Cambodia Bans Breast Milk Exports

Women in Cambodia
Women hold lotus flowers as land activists gather to commemorate the upcoming Women's Day in Phnom Penh, Cambodia, March 7. REUTERS/Samrang Pring

Cambodia imposed an immediate ban on exporting breast milk on Tuesday, after dozens of women sold their milk to a U.S.-based company.

Ambrosia Labs has been processing and exporting breast milk to the U.S. for two years, where it has been marketed to women who have problems producing it themselves.

The milk, expressed by more than 90 Cambodian women in the capital, Phnom Penh, was then transported to the U.S. where it was pasteurized, and, according to the Guardian, sold for $20 per 5 ounces.

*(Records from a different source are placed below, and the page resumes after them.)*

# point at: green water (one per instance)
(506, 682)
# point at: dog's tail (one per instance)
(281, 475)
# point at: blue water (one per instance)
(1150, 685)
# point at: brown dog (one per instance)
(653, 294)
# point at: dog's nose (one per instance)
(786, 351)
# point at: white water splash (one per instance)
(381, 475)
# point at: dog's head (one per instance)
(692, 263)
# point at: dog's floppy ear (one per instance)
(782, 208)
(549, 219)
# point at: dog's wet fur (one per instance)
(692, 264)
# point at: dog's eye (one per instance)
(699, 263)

The move follows recent crackdowns on organ trafficking and commercial surrogacy in Cambodia.

Ngor Hong Ly, a secretary of state at the council of ministers ordered for the export of breast milk to stop immediately. In a letter viewed by AFP, written by the health ministry, he said: "[it will] take actions to immediately prevent the purchasing and exporting of breast milk from mothers from Cambodia. Although Cambodia is poor and [life is] difficult, it is not at the level that it will sell breast milk from mothers."

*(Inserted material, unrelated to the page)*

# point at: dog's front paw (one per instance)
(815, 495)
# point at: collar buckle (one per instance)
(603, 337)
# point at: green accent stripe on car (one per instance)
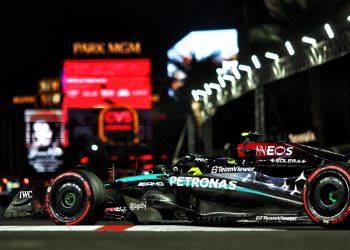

Unicef endorsed the move after criticizing Cambodia's actions last week, stating that milk needed to remain in Cambodia where children lack nutrition. There is concern that women may succumb to economic pressure, and, rather than feed her own children properly, may try to supplement a poor income.

Ros Sopheap, director of local women's rights group Gender and Development for Cambodia (GDC), told the AFP: "Even if women agree to do it voluntarily, they often have no other choices and face economic pressure."

Ambrosia Labs was suspended last week. On its Facebook page, which appears to have been removed, it stated: " We work hard to set, and monitor, guidelines to ensure that we are not taking milk out of the infants' mouths." The company added that it would not accept donations from mothers of babies younger than six months.

The number of children being breastfed has fallen in Cambodia over recent years, from 75 percent to 65 percent, according to Unicef, the Guardian reports.